Q1. Who can opt for the presumptive taxation scheme under Section 44AD of the Income Tax Act?

Ans.  The presumptive taxation scheme under Section 44AD can be opted by resident individuals, resident Hindu Undivided Families (HUFs), and resident partnership firms (excluding LLPs) who are engaged in any eligible business. The gross turnover or receipts of the business should not exceed Rs.2 crore (or Rs.3 crore if cash receipts are less than 5%) during the financial year. Professionals or businesses engaged in plying, hiring, or leasing of goods carriages are not eligible under Section 44AD.

Q2. What is the turnover limit to avail of Section 44AD for FY 2024-25?

Ans. For Financial Year 2024-25 (Assessment Year 2025-26), a business can opt for the scheme if the turnover does not exceed Rs.2 crore. However, the limit is extended to Rs.3 crore if cash receipts do not exceed 5% of total turnover. This higher limit is meant to encourage digital payments and reduce cash transactions in businesses.

Q3. What percentage of profit needs to be declared under Section 44AD of the Income Tax Act?

Ans. Under Section 44AD, income is presumed to be:

  • 8% of the turnover for cash receipts, and

  • 6% of the turnover for digital or non-cash receipts (like bank transfers, UPI, debit cards, etc.).

    This declared income is considered final, and no further deductions for expenses are allowed.

Q4. Is it mandatory to maintain books of accounts under Section 44AD?

Ans. No, it is not mandatory to maintain books of accounts if you opt for the presumptive taxation scheme under Section 44AD. The scheme is specifically designed to provide relief from the maintenance of detailed accounting records and avoid tax audits under Section 44AB, making compliance easier for small taxpayers.

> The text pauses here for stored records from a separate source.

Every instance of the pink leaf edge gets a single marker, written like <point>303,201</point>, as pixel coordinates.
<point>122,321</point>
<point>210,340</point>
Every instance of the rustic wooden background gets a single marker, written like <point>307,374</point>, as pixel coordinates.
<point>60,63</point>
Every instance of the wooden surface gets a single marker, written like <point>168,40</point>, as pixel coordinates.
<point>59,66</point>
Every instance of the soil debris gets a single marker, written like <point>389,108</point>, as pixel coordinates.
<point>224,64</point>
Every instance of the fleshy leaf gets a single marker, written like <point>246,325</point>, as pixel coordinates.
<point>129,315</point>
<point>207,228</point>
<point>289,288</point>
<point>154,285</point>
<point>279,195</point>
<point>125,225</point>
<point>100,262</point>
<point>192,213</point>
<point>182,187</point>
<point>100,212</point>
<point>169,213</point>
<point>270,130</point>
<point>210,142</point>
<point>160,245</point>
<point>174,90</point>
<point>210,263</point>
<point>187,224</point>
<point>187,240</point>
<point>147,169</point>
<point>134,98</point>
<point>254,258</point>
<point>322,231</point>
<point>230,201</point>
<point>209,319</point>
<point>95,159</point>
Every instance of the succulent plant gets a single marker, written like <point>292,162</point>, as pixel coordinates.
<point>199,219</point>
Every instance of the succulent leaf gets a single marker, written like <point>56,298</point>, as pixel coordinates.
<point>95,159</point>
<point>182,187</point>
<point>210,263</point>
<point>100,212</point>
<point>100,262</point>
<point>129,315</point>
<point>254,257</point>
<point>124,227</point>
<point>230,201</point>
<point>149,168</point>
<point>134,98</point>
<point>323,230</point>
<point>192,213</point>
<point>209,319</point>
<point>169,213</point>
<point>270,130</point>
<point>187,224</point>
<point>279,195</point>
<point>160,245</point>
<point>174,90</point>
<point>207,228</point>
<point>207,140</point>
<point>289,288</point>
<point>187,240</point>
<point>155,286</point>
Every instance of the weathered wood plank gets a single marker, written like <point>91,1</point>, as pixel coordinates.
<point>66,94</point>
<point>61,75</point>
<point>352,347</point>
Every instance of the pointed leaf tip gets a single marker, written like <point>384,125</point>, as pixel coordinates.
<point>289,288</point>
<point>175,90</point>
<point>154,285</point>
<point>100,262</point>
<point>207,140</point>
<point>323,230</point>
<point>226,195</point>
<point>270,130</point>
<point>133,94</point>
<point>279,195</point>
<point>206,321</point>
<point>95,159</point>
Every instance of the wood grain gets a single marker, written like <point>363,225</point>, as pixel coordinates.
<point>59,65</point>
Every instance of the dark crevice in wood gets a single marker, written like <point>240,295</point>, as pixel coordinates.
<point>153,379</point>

Q5. What happens if a taxpayer opts out of Section 44AD before 5 years?

Ans. If a taxpayer voluntarily opts out of the presumptive taxation scheme before completing five consecutive assessment years, they cannot opt back into the scheme for the next five years. This restriction is laid down in Section 44AD(4). However, if the taxpayer becomes ineligible due to exceeding the turnover limit, the five-year bar does not apply.

Q6. Can professionals such as doctors or lawyers avail benefits of Section 44AD?

Ans. No, professionals such as doctors, lawyers, chartered accountants, architects, etc., cannot opt for Section 44AD. Instead, they may choose the presumptive taxation scheme under Section 44ADA, which allows them to declare 50% of their gross receipts as income if their total receipts are within Rs.75 lakh (Rs.50 lakh if cash receipts exceed 5%).

Q7. What return form should be used under Section 44AD and what is the due date?

Ans. Taxpayers opting for Section 44AD of the Income Tax Act should file their income tax return using Form ITR-4 (Sugam). The due date for filing the return is 31st July of the assessment year unless extended by the Income Tax Department. The entire advance tax (if applicable) must be paid by 15th March of the financial year to avoid interest penalties.